Estral reminded him. “Begin with the music.”
When he explained
where the melody he’d requested her to play had come from, she
gazed at him in amazement.
“The guardians
resonated with your music and allowed us to enter the tower. That
begets a lot of new questions, one being how and why they are
responding like that to your playing, and another being why they
were stubborn about letting us through in the first
place.”
“I don’t know about
the latter,” Estral mused, “but as to the former, music is
powerful. It can make you laugh and sing along, or move you to
tears. It has started wars, and brought peace. If the wall’s
strength is really the harmony of the guardians’ song, then it
makes perfect sense to me they should respond to my music. I am,
after all, descended from Gerlrand Fiori, and one certainly gets
the impression from the stories that there was magic in his
music.”
Alton just didn’t
know, but her explanation made as much sense, if not more, than
anything else he could think of. He was also impressed by how
casually she discussed such ideas. He was so used to the antagonism
expressed toward magic by those other than Riders that her
acceptance of it surprised him.
“So you got into the
tower,” Estral said. “Then what?”
Alton removed his
feet from his stirrups and rotated his ankles to stretch his legs.

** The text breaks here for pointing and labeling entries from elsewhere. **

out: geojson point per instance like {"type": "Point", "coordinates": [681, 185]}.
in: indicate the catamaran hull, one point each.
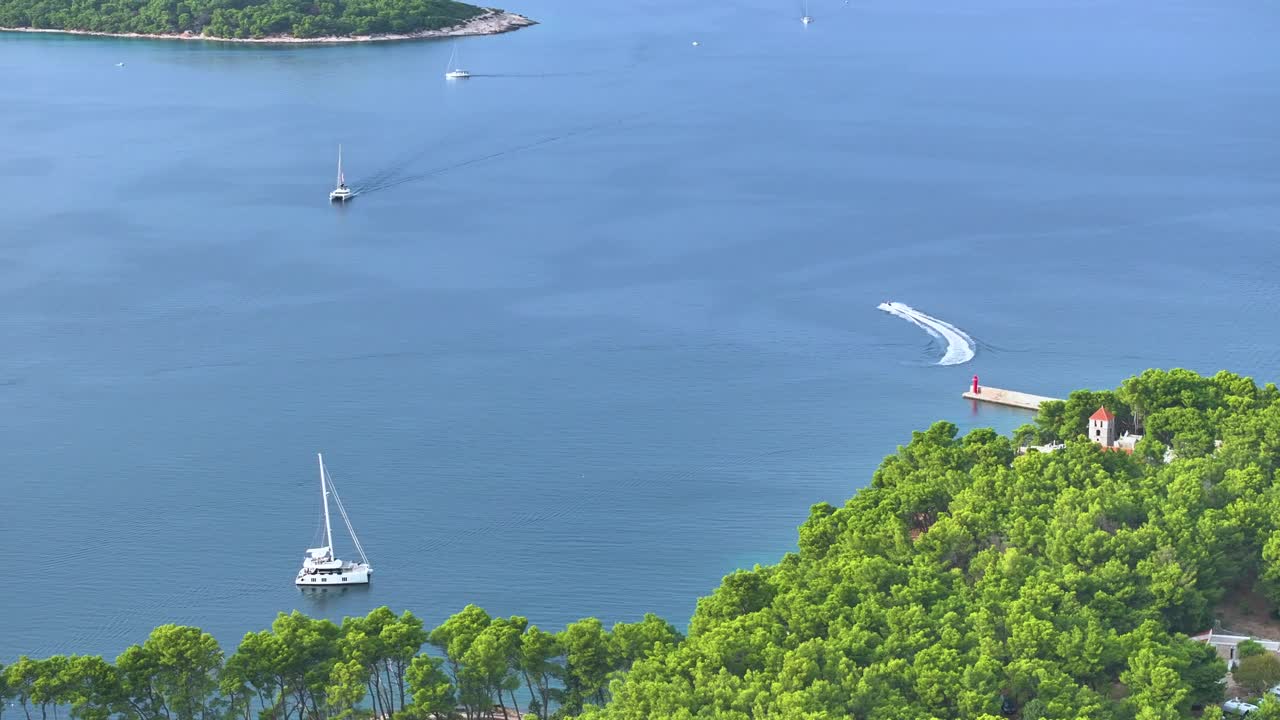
{"type": "Point", "coordinates": [333, 579]}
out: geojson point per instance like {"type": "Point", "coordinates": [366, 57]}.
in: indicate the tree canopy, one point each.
{"type": "Point", "coordinates": [968, 573]}
{"type": "Point", "coordinates": [238, 18]}
{"type": "Point", "coordinates": [969, 579]}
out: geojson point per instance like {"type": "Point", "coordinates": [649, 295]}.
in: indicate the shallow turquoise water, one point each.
{"type": "Point", "coordinates": [625, 352]}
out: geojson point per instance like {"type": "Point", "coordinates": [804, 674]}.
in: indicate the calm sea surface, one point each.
{"type": "Point", "coordinates": [616, 327]}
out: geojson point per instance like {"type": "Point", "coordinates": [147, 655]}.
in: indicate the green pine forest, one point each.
{"type": "Point", "coordinates": [238, 18]}
{"type": "Point", "coordinates": [967, 580]}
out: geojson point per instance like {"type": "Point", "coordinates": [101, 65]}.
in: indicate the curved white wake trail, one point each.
{"type": "Point", "coordinates": [960, 346]}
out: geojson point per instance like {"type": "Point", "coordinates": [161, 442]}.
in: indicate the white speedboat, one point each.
{"type": "Point", "coordinates": [453, 71]}
{"type": "Point", "coordinates": [342, 192]}
{"type": "Point", "coordinates": [320, 568]}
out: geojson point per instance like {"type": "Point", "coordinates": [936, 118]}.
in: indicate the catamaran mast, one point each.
{"type": "Point", "coordinates": [324, 484]}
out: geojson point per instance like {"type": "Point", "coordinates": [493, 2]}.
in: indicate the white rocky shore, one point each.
{"type": "Point", "coordinates": [489, 23]}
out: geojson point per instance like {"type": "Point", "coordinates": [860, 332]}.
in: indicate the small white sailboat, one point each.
{"type": "Point", "coordinates": [342, 192]}
{"type": "Point", "coordinates": [453, 71]}
{"type": "Point", "coordinates": [320, 569]}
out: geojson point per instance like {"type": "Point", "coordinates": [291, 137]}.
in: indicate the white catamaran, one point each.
{"type": "Point", "coordinates": [453, 71]}
{"type": "Point", "coordinates": [320, 568]}
{"type": "Point", "coordinates": [342, 192]}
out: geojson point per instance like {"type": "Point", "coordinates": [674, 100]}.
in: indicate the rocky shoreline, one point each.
{"type": "Point", "coordinates": [489, 23]}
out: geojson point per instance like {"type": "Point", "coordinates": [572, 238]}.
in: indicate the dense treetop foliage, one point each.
{"type": "Point", "coordinates": [968, 574]}
{"type": "Point", "coordinates": [969, 580]}
{"type": "Point", "coordinates": [238, 18]}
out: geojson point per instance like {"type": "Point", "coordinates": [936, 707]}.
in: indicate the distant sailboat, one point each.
{"type": "Point", "coordinates": [453, 71]}
{"type": "Point", "coordinates": [320, 569]}
{"type": "Point", "coordinates": [342, 192]}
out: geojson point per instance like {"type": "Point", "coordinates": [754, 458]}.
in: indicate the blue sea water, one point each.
{"type": "Point", "coordinates": [616, 328]}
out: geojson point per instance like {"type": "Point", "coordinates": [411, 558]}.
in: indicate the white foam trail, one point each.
{"type": "Point", "coordinates": [960, 346]}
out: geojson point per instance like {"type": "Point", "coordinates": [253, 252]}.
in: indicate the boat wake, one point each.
{"type": "Point", "coordinates": [960, 346]}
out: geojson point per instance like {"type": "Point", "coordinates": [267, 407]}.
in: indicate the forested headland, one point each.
{"type": "Point", "coordinates": [968, 580]}
{"type": "Point", "coordinates": [241, 19]}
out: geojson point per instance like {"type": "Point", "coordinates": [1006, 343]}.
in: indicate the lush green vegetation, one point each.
{"type": "Point", "coordinates": [307, 669]}
{"type": "Point", "coordinates": [965, 582]}
{"type": "Point", "coordinates": [238, 18]}
{"type": "Point", "coordinates": [967, 574]}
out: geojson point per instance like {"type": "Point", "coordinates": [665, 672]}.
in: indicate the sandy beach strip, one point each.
{"type": "Point", "coordinates": [489, 23]}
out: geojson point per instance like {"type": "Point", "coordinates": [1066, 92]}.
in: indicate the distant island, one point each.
{"type": "Point", "coordinates": [259, 21]}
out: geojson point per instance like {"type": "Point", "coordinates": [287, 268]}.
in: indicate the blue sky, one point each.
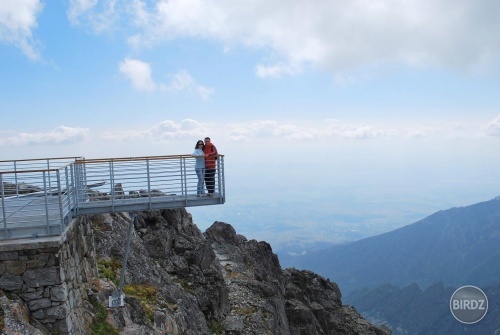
{"type": "Point", "coordinates": [364, 115]}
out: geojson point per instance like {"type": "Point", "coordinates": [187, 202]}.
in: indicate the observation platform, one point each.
{"type": "Point", "coordinates": [40, 197]}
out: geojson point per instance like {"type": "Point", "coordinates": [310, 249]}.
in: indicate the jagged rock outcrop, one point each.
{"type": "Point", "coordinates": [212, 283]}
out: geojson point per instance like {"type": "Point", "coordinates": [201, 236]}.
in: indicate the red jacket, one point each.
{"type": "Point", "coordinates": [211, 153]}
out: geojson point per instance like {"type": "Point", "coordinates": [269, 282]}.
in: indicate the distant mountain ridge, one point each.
{"type": "Point", "coordinates": [458, 246]}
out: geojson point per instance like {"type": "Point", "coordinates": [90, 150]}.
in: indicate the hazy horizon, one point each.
{"type": "Point", "coordinates": [338, 119]}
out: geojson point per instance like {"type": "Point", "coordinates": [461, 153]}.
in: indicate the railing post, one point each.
{"type": "Point", "coordinates": [184, 178]}
{"type": "Point", "coordinates": [47, 228]}
{"type": "Point", "coordinates": [148, 172]}
{"type": "Point", "coordinates": [220, 177]}
{"type": "Point", "coordinates": [59, 191]}
{"type": "Point", "coordinates": [68, 189]}
{"type": "Point", "coordinates": [3, 207]}
{"type": "Point", "coordinates": [15, 179]}
{"type": "Point", "coordinates": [48, 169]}
{"type": "Point", "coordinates": [112, 181]}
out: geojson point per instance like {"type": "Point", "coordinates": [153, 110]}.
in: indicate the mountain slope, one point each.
{"type": "Point", "coordinates": [458, 246]}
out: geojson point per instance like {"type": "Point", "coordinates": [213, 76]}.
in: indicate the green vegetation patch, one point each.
{"type": "Point", "coordinates": [110, 269]}
{"type": "Point", "coordinates": [99, 325]}
{"type": "Point", "coordinates": [147, 295]}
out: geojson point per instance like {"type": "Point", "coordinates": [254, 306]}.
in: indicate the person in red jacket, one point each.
{"type": "Point", "coordinates": [210, 165]}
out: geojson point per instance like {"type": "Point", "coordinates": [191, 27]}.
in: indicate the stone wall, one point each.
{"type": "Point", "coordinates": [53, 276]}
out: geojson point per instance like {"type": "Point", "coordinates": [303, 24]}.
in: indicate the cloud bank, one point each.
{"type": "Point", "coordinates": [58, 136]}
{"type": "Point", "coordinates": [140, 75]}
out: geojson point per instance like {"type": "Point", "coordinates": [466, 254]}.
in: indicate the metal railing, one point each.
{"type": "Point", "coordinates": [40, 197]}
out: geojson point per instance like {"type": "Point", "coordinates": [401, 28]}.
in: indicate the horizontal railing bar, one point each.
{"type": "Point", "coordinates": [39, 159]}
{"type": "Point", "coordinates": [132, 159]}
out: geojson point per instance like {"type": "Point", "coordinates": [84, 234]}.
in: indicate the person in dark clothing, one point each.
{"type": "Point", "coordinates": [210, 165]}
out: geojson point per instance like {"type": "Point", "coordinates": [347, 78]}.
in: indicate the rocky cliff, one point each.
{"type": "Point", "coordinates": [182, 281]}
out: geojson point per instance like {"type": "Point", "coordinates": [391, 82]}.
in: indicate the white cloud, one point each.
{"type": "Point", "coordinates": [163, 131]}
{"type": "Point", "coordinates": [183, 81]}
{"type": "Point", "coordinates": [97, 15]}
{"type": "Point", "coordinates": [493, 127]}
{"type": "Point", "coordinates": [329, 128]}
{"type": "Point", "coordinates": [18, 19]}
{"type": "Point", "coordinates": [276, 70]}
{"type": "Point", "coordinates": [139, 73]}
{"type": "Point", "coordinates": [60, 135]}
{"type": "Point", "coordinates": [336, 35]}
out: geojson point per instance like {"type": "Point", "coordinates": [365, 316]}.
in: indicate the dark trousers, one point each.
{"type": "Point", "coordinates": [210, 180]}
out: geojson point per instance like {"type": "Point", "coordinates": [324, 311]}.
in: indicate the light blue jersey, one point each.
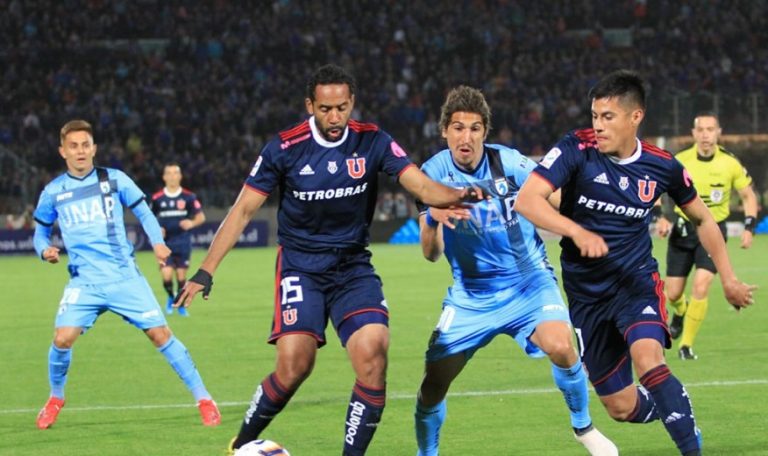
{"type": "Point", "coordinates": [89, 210]}
{"type": "Point", "coordinates": [497, 247]}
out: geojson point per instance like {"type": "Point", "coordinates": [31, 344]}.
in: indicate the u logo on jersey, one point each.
{"type": "Point", "coordinates": [290, 316]}
{"type": "Point", "coordinates": [646, 190]}
{"type": "Point", "coordinates": [356, 167]}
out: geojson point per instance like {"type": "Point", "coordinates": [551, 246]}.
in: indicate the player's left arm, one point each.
{"type": "Point", "coordinates": [749, 202]}
{"type": "Point", "coordinates": [435, 194]}
{"type": "Point", "coordinates": [737, 293]}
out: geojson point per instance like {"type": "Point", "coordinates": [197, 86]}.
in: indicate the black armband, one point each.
{"type": "Point", "coordinates": [750, 223]}
{"type": "Point", "coordinates": [656, 213]}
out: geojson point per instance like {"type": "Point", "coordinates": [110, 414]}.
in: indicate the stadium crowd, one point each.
{"type": "Point", "coordinates": [206, 83]}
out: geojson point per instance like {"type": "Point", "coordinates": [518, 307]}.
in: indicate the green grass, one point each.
{"type": "Point", "coordinates": [123, 399]}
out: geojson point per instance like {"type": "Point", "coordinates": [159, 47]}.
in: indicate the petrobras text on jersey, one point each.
{"type": "Point", "coordinates": [618, 209]}
{"type": "Point", "coordinates": [331, 193]}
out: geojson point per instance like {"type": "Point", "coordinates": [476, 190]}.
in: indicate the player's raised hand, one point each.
{"type": "Point", "coordinates": [51, 254]}
{"type": "Point", "coordinates": [738, 294]}
{"type": "Point", "coordinates": [162, 252]}
{"type": "Point", "coordinates": [590, 245]}
{"type": "Point", "coordinates": [201, 281]}
{"type": "Point", "coordinates": [448, 216]}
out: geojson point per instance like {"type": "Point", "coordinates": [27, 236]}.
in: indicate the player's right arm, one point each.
{"type": "Point", "coordinates": [533, 204]}
{"type": "Point", "coordinates": [248, 203]}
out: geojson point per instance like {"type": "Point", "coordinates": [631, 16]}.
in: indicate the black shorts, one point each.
{"type": "Point", "coordinates": [685, 250]}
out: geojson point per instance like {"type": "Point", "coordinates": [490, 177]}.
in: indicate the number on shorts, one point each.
{"type": "Point", "coordinates": [291, 290]}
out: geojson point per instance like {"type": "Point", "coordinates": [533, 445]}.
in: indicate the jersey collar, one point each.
{"type": "Point", "coordinates": [322, 141]}
{"type": "Point", "coordinates": [632, 158]}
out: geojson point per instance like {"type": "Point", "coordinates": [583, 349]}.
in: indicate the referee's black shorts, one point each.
{"type": "Point", "coordinates": [685, 250]}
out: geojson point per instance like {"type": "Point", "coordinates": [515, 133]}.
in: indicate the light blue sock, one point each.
{"type": "Point", "coordinates": [428, 422]}
{"type": "Point", "coordinates": [572, 382]}
{"type": "Point", "coordinates": [58, 365]}
{"type": "Point", "coordinates": [178, 357]}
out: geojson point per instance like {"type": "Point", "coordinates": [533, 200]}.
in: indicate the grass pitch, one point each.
{"type": "Point", "coordinates": [123, 399]}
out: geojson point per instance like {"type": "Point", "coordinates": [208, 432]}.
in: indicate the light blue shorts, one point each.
{"type": "Point", "coordinates": [470, 320]}
{"type": "Point", "coordinates": [132, 299]}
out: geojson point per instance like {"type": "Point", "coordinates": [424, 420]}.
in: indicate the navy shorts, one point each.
{"type": "Point", "coordinates": [340, 285]}
{"type": "Point", "coordinates": [606, 328]}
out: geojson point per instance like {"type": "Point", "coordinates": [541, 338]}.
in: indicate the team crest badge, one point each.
{"type": "Point", "coordinates": [356, 167]}
{"type": "Point", "coordinates": [646, 189]}
{"type": "Point", "coordinates": [624, 182]}
{"type": "Point", "coordinates": [502, 187]}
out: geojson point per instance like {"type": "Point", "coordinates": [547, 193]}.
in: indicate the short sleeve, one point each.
{"type": "Point", "coordinates": [45, 212]}
{"type": "Point", "coordinates": [681, 188]}
{"type": "Point", "coordinates": [561, 162]}
{"type": "Point", "coordinates": [265, 173]}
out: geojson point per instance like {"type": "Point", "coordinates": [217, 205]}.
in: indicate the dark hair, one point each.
{"type": "Point", "coordinates": [75, 125]}
{"type": "Point", "coordinates": [624, 84]}
{"type": "Point", "coordinates": [330, 74]}
{"type": "Point", "coordinates": [465, 99]}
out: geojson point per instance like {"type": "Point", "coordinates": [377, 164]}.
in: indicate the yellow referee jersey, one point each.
{"type": "Point", "coordinates": [714, 178]}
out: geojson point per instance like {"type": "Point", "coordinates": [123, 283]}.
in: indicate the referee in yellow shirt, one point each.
{"type": "Point", "coordinates": [715, 173]}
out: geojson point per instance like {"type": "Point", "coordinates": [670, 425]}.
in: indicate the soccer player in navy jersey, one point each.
{"type": "Point", "coordinates": [178, 210]}
{"type": "Point", "coordinates": [88, 203]}
{"type": "Point", "coordinates": [503, 282]}
{"type": "Point", "coordinates": [610, 181]}
{"type": "Point", "coordinates": [326, 170]}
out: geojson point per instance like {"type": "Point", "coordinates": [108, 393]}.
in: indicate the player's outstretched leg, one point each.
{"type": "Point", "coordinates": [674, 408]}
{"type": "Point", "coordinates": [268, 400]}
{"type": "Point", "coordinates": [572, 382]}
{"type": "Point", "coordinates": [178, 357]}
{"type": "Point", "coordinates": [59, 360]}
{"type": "Point", "coordinates": [428, 421]}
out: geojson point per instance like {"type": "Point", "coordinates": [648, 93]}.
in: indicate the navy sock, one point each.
{"type": "Point", "coordinates": [645, 409]}
{"type": "Point", "coordinates": [168, 287]}
{"type": "Point", "coordinates": [363, 416]}
{"type": "Point", "coordinates": [673, 407]}
{"type": "Point", "coordinates": [270, 398]}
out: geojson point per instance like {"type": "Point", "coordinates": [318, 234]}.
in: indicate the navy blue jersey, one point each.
{"type": "Point", "coordinates": [327, 189]}
{"type": "Point", "coordinates": [612, 197]}
{"type": "Point", "coordinates": [170, 209]}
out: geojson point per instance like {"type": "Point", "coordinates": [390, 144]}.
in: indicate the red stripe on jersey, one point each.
{"type": "Point", "coordinates": [295, 131]}
{"type": "Point", "coordinates": [545, 180]}
{"type": "Point", "coordinates": [277, 318]}
{"type": "Point", "coordinates": [359, 127]}
{"type": "Point", "coordinates": [657, 151]}
{"type": "Point", "coordinates": [254, 189]}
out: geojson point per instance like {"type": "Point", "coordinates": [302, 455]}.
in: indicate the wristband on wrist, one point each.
{"type": "Point", "coordinates": [430, 221]}
{"type": "Point", "coordinates": [750, 223]}
{"type": "Point", "coordinates": [656, 213]}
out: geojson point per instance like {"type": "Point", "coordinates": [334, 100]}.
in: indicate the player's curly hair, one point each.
{"type": "Point", "coordinates": [465, 99]}
{"type": "Point", "coordinates": [624, 84]}
{"type": "Point", "coordinates": [75, 125]}
{"type": "Point", "coordinates": [330, 74]}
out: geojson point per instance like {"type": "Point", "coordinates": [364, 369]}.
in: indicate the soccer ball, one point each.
{"type": "Point", "coordinates": [262, 448]}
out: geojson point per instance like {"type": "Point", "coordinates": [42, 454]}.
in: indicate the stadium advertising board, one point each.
{"type": "Point", "coordinates": [254, 235]}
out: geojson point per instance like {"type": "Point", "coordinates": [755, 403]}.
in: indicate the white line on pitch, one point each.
{"type": "Point", "coordinates": [396, 396]}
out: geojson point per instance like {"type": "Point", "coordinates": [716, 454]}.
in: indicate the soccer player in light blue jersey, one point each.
{"type": "Point", "coordinates": [88, 203]}
{"type": "Point", "coordinates": [503, 283]}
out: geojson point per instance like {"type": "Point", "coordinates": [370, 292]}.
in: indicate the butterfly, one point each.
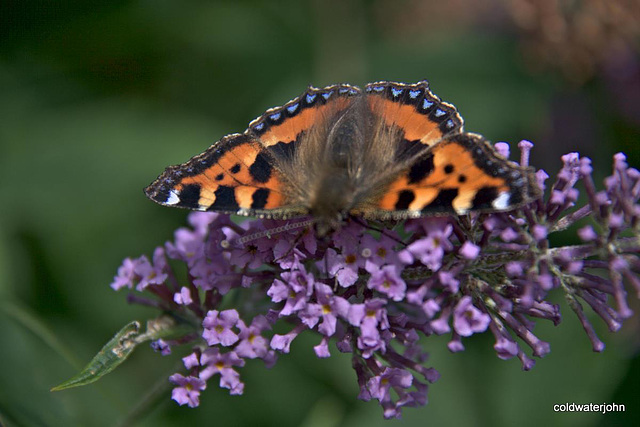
{"type": "Point", "coordinates": [391, 151]}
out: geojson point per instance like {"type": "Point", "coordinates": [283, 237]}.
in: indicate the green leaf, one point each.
{"type": "Point", "coordinates": [118, 349]}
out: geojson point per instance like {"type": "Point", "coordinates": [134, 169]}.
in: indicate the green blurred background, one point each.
{"type": "Point", "coordinates": [97, 97]}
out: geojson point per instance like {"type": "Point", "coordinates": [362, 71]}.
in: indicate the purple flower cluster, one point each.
{"type": "Point", "coordinates": [374, 293]}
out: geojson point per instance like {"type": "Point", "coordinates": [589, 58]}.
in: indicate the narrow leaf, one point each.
{"type": "Point", "coordinates": [112, 354]}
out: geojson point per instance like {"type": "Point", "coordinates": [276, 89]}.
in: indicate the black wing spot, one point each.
{"type": "Point", "coordinates": [484, 197]}
{"type": "Point", "coordinates": [444, 200]}
{"type": "Point", "coordinates": [189, 196]}
{"type": "Point", "coordinates": [225, 199]}
{"type": "Point", "coordinates": [260, 170]}
{"type": "Point", "coordinates": [259, 198]}
{"type": "Point", "coordinates": [404, 200]}
{"type": "Point", "coordinates": [421, 169]}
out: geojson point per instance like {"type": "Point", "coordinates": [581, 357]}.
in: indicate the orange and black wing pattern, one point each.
{"type": "Point", "coordinates": [447, 170]}
{"type": "Point", "coordinates": [242, 173]}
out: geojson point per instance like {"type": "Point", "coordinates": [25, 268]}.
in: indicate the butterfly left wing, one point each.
{"type": "Point", "coordinates": [252, 173]}
{"type": "Point", "coordinates": [234, 175]}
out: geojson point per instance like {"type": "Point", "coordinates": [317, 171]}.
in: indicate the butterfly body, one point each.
{"type": "Point", "coordinates": [390, 151]}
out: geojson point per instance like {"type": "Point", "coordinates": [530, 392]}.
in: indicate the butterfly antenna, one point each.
{"type": "Point", "coordinates": [379, 230]}
{"type": "Point", "coordinates": [273, 231]}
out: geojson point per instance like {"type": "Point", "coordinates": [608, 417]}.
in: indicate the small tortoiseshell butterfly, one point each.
{"type": "Point", "coordinates": [392, 151]}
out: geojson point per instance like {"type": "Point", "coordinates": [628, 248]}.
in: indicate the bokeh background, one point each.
{"type": "Point", "coordinates": [97, 97]}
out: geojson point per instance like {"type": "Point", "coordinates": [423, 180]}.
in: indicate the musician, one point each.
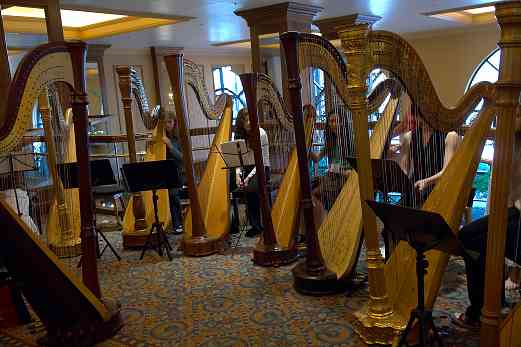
{"type": "Point", "coordinates": [336, 148]}
{"type": "Point", "coordinates": [424, 155]}
{"type": "Point", "coordinates": [174, 153]}
{"type": "Point", "coordinates": [247, 180]}
{"type": "Point", "coordinates": [473, 236]}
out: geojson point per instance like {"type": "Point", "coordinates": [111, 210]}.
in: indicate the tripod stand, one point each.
{"type": "Point", "coordinates": [102, 174]}
{"type": "Point", "coordinates": [153, 175]}
{"type": "Point", "coordinates": [161, 240]}
{"type": "Point", "coordinates": [424, 231]}
{"type": "Point", "coordinates": [420, 313]}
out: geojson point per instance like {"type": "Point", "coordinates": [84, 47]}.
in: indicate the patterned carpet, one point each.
{"type": "Point", "coordinates": [224, 300]}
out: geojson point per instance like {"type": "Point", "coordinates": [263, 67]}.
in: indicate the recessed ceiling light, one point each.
{"type": "Point", "coordinates": [480, 10]}
{"type": "Point", "coordinates": [70, 18]}
{"type": "Point", "coordinates": [466, 15]}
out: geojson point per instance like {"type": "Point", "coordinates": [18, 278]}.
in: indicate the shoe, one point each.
{"type": "Point", "coordinates": [253, 232]}
{"type": "Point", "coordinates": [463, 321]}
{"type": "Point", "coordinates": [177, 231]}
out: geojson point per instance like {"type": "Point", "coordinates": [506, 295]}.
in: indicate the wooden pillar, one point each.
{"type": "Point", "coordinates": [138, 205]}
{"type": "Point", "coordinates": [5, 72]}
{"type": "Point", "coordinates": [255, 50]}
{"type": "Point", "coordinates": [157, 53]}
{"type": "Point", "coordinates": [508, 89]}
{"type": "Point", "coordinates": [379, 322]}
{"type": "Point", "coordinates": [54, 21]}
{"type": "Point", "coordinates": [80, 101]}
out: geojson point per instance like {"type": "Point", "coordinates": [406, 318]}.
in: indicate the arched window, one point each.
{"type": "Point", "coordinates": [487, 70]}
{"type": "Point", "coordinates": [227, 81]}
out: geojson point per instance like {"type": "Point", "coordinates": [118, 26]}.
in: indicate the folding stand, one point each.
{"type": "Point", "coordinates": [388, 177]}
{"type": "Point", "coordinates": [152, 175]}
{"type": "Point", "coordinates": [234, 157]}
{"type": "Point", "coordinates": [102, 174]}
{"type": "Point", "coordinates": [424, 231]}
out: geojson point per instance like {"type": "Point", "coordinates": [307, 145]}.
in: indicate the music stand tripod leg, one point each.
{"type": "Point", "coordinates": [109, 245]}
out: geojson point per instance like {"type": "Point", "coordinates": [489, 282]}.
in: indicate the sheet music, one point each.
{"type": "Point", "coordinates": [230, 152]}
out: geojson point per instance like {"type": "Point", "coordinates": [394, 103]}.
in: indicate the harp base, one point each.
{"type": "Point", "coordinates": [87, 332]}
{"type": "Point", "coordinates": [134, 240]}
{"type": "Point", "coordinates": [68, 251]}
{"type": "Point", "coordinates": [200, 246]}
{"type": "Point", "coordinates": [383, 329]}
{"type": "Point", "coordinates": [319, 283]}
{"type": "Point", "coordinates": [273, 255]}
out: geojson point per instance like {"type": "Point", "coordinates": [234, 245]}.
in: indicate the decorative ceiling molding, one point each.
{"type": "Point", "coordinates": [132, 21]}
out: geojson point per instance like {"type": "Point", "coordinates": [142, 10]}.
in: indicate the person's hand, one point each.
{"type": "Point", "coordinates": [346, 173]}
{"type": "Point", "coordinates": [167, 141]}
{"type": "Point", "coordinates": [421, 185]}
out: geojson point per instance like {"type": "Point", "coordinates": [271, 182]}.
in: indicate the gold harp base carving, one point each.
{"type": "Point", "coordinates": [273, 255]}
{"type": "Point", "coordinates": [317, 283]}
{"type": "Point", "coordinates": [90, 333]}
{"type": "Point", "coordinates": [66, 251]}
{"type": "Point", "coordinates": [140, 223]}
{"type": "Point", "coordinates": [382, 329]}
{"type": "Point", "coordinates": [136, 240]}
{"type": "Point", "coordinates": [200, 246]}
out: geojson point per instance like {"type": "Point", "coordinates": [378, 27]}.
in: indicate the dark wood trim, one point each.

He kept Night Hawk on a very long rein, but the messenger horses
appeared to understand the need to make time, so kept to a fast
walk.
“There was ... there
was lightning,” Alton said. “It struck at anything that moved. Not
regular lightning, but magic.”
“That’s what got
Dale?”
“I did not get
got!” Dale protested. “I was grazed. If
I’d been gotten, I wouldn’t be here talking to you.”
Alton suppressed a
chuckle, thinking she was probably right.
“The tower was in
shambles,” he told Estral. “And there was someone’s skeleton on the
floor. The walls were all blackened with scorch marks. Even worse,
there was something else there. A creature ... or something.” He
shuddered.
“Is that what caused
the lightning?”
“I don’t think so
because it got struck as well. It’s almost as if the tower
generated the lightning.”
“I wonder what the
creature was,” Estral said, “and how it got in there.”
“So do I. If some
evil creature from Blackveil penetrated Tower of the Earth, what’s
to say the other towers aren’t vulnerable as well?”
Dale suddenly halted
Plover.
“What’s wrong?”
Alton demanded.
“My bladder is
sloshing.” She flung her leg over Plover’s neck and slid to the
ground. “I’ll be right back,” she said and dashed into the
woods.
Estral watched
thoughtfully after Dale. “She’s hiding how much that burn hurts,
and the riding is taking a toll.”
He almost retorted
that Riders often rode while injured and bore it, but her
expression was one of genuine concern and he did not want to sound
like an oaf, reinforcing anything Karigan had told her about him
being “mean.” Her approval of him had somehow grown significantly
in importance, so he kept his peace and was content to sit in her
company while they awaited Dale’s return.